Saturday, January 5, 2008

My unnatural love for the Whole Foods store

I spent my early twenties living in downtown DC, buying food from grocery stores that had more lottery ticket options than fresh fruit. I seriously got used to picking out the "not so terrible looking" apple from the sad little bins. The Safeway grocery stores had nicknames even.( I apologize in advance for their very un "p.c" monikors). One near me was called the "Soviet Safeway" because the aisles of food were known to be very sparse and sometimes bare. Another one a few blocks away was called the "Un-Safeway" because of some petty crime in that area. As you can imagine, neither of these images elicit happy feelings toward grocery shopping.

Here I am ten years later, in the suburbs, missing the hubbub of the city, but certainly not my neighborhood grocers. I literally heard the angels sing when I walked in Whole Foods for the first time. My husband lovingly refers to the store as Whole Paycheck, but I'm trying to prove him wrong. It's only when I go down the speciality aisles that I get into trouble. Which is exactly what I did today. Yes, I promised you a website that encouraged healthy, but affordable dishes. Sometimes when you're building a pantry of flavors, you need to spend a little more. I promise it will be worth it...and it won't be a weekly expense. All of the Asian flavors that I bought for the next recipe will last me six months - at least. So go ahead and divide your receipt by six and breath a sigh of relief.

I made this surprisingly quick and uncomplicated chicken and peanut stir fry for lunch today:

Sichuan-Style Stir-Fried Chicken With Peanuts - courtesy of Cooking Light magazine


2 tablespoons low-sodium soy sauce

2 tablespoons rice wine or sake

1 teaspoon cornstarch

1 teaspoon dark sesame oil

1 1/2 pounds skinless, boneless chicken breasts, cut into bite-size pieces

Stir-Frying Oil:

2 tablespoons vegetable oil, divided


1/2 cup fat-free, less-sodium chicken broth

2 tablespoons sugar

2 1/2 tablespoons low-sodium soy sauce

2 tablespoons rice wine or sake

1 tablespoon Chinese black vinegar or Worcestershire sauce

1 1/4 teaspoons cornstarch

1 teaspoon dark sesame oil

2 tablespoons minced green onions

1 1/2 tablespoons minced peeled fresh ginger

1 1/2 tablespoons minced garlic (about 7 cloves)

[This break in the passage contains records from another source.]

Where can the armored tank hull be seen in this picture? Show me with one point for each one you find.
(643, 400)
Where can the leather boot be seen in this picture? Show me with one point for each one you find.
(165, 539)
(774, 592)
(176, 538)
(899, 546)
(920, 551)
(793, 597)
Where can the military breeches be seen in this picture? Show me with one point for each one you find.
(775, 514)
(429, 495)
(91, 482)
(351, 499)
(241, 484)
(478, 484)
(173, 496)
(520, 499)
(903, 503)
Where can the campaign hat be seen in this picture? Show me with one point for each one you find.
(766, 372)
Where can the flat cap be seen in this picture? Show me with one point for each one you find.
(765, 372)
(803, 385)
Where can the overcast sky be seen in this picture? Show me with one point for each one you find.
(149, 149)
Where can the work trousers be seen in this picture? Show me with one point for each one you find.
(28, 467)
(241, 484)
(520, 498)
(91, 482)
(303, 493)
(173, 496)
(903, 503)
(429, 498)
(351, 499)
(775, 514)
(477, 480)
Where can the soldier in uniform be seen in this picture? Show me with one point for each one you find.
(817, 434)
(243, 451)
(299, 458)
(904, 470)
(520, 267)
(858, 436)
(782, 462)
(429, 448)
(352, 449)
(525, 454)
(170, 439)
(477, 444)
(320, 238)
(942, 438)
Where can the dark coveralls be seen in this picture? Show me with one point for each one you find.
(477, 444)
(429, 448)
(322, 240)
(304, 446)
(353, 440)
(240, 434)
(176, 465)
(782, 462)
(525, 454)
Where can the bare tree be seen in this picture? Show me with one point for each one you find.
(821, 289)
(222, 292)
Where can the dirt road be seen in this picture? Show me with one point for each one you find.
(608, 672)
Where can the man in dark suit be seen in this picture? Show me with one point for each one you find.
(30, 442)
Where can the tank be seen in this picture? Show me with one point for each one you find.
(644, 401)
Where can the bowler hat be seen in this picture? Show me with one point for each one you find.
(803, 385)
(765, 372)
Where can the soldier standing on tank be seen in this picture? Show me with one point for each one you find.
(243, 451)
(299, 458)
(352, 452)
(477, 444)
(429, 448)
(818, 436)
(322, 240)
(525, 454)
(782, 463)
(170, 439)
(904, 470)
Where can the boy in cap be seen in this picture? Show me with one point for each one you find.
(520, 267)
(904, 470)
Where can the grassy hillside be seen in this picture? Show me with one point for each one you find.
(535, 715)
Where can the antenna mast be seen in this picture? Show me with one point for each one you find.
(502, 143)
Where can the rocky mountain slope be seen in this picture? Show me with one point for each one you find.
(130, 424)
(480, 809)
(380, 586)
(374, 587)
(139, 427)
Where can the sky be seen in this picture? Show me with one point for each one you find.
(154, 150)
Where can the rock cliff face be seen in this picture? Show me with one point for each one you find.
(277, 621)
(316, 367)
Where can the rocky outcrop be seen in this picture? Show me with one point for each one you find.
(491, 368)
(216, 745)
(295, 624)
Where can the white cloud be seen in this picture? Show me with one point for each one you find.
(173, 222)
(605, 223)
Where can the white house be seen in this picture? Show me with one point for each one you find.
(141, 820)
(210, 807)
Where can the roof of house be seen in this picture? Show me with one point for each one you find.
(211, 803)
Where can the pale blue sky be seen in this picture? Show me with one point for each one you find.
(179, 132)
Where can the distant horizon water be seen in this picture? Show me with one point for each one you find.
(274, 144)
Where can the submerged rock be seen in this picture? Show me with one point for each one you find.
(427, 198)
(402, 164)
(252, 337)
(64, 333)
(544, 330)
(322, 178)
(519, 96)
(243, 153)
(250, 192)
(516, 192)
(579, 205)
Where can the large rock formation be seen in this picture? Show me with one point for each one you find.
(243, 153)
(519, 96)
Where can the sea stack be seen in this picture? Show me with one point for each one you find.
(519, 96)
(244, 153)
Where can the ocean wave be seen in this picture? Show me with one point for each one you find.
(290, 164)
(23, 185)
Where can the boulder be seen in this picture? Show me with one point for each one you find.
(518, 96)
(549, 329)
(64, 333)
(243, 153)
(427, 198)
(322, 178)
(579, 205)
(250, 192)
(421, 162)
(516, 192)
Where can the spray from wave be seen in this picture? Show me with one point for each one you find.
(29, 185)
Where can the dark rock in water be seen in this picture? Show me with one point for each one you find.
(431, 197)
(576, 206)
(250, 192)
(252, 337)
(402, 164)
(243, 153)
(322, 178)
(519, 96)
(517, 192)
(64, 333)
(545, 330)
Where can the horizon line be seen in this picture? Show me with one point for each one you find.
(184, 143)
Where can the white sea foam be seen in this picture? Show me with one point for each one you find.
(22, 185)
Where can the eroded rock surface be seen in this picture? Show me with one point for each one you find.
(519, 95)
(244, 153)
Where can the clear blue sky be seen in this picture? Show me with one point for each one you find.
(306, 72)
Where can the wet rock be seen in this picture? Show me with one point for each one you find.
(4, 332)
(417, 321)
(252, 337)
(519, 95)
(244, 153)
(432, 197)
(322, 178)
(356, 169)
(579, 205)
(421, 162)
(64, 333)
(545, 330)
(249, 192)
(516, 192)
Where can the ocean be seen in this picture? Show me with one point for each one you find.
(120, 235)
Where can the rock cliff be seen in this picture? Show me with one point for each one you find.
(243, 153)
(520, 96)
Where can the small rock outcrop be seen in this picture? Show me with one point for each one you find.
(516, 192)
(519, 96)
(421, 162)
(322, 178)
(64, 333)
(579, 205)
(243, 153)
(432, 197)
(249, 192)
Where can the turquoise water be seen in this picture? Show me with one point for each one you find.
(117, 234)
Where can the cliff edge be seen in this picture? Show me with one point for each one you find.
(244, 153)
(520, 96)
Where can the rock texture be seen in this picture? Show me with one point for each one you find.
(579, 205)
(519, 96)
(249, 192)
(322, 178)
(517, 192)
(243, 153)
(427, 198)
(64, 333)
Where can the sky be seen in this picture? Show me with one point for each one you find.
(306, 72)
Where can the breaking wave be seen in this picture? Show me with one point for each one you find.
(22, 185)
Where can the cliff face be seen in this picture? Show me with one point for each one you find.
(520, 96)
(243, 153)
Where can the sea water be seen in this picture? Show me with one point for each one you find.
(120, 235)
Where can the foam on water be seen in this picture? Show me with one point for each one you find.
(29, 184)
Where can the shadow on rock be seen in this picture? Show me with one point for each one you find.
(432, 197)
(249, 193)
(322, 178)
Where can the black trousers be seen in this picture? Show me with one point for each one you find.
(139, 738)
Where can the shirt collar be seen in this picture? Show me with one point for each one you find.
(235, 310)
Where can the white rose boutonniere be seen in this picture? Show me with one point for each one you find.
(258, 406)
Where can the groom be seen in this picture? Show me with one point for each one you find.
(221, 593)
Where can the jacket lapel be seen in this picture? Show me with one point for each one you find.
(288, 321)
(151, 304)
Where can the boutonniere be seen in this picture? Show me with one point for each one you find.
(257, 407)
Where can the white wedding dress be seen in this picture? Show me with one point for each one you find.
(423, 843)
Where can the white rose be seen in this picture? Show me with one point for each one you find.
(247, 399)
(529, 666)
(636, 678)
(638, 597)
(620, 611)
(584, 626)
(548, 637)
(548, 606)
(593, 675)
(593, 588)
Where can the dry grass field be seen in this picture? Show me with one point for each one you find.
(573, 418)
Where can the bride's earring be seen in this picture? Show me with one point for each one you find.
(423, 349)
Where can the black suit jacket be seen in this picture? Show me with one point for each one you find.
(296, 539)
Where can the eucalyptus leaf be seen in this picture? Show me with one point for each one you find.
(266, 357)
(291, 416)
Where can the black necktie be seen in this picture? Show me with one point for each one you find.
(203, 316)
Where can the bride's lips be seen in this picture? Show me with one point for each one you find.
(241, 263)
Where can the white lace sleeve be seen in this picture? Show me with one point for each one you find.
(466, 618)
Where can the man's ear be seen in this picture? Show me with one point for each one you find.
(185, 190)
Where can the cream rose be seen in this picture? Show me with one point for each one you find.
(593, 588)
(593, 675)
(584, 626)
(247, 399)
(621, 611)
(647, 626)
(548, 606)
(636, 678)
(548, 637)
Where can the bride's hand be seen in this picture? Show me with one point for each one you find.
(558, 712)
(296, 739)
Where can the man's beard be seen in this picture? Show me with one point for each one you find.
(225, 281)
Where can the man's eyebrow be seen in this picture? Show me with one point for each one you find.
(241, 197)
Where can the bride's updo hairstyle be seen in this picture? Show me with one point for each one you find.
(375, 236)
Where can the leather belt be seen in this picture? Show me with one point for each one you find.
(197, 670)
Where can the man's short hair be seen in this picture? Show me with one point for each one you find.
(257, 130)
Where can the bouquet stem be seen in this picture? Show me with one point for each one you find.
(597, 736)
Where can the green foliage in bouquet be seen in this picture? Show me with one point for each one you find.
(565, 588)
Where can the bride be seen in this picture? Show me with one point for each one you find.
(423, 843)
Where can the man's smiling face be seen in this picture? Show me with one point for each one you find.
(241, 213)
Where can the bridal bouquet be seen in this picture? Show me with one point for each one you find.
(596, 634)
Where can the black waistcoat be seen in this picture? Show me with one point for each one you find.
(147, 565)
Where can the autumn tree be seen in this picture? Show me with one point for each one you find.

1 teaspoon chile paste with garlic

Remaining Ingredients:

1 1/2 cups drained, sliced water chestnuts

1 cup (1/2-inch) sliced green onion tops

3/4 cup unsalted, dry-roasted peanuts

6 cups hot cooked long-grain rice

Preparation: To prepare marinade, combine first 5 ingredients in a medium bowl; cover and chill 20 minutes.

Heat 1 tablespoon of the vegetable oil in a wok or large nonstick skillet over medium-high heat. Add the chicken mixture; stir-fry 4 minutes or until chicken is done. Remove from pan; set aside.

To prepare sauce, combine broth and next 6 ingredients (broth through 1 teaspoon sesame oil); stir well with a whisk. Heat 1 tablespoon vegetable oil in pan. Add 2 tablespoons green onions, ginger, garlic, and chile paste, and stir-fry for 15 seconds. Add broth mixture, and cook 1 minute or until thick, stirring constantly.

Stir in cooked chicken, water chestnuts, sliced onion tops, and peanuts; cook for 1 minute or until thoroughly heated. Serve over rice.

6 servings (serving size: 3/4 cup stir-fry and 1 cup rice)

Since the sauce was going to be super flavorful, I decided to go the quickie route and make a "Boil in a Bag" 10 minute brown rice. No need to waste perfectly good chicken stock when the rice isn't the center of the meal.
  • The marinade took about 2 minutes to make, I purchased organic chicken from Whole Foods already cut into stir fry pieces, so this part of the recipe took no time at all. I put the marinating chicken in the fridge for 20 minutes while the water boiled for the rice.
  • The next steps of prep, the sauce took literally five minutes because of my vegetable chopper (I use it, like, twice a day. Get one. You will not regret it!) Also, I've started to use bottled minced ginger. It tastes very good and it cuts out the five minutes of peeling and grating of the fresh root.
  • After failing to "waft" the chili paste properly and getting more than I bargained for when smelling this foreign ingredient I decided to add only 1/4 teaspoon to the sauce. It provided just enough heat to make my lips tingle and not burn.
  • This is truly a wonderful meal that both my husband and I enjoyed. I would rate this very high and I'm adding to my list of meals I will make when guests are over for dinner. When you've lined up your ingredients before you start cooking, this dish moves from the stovetop to your table fast!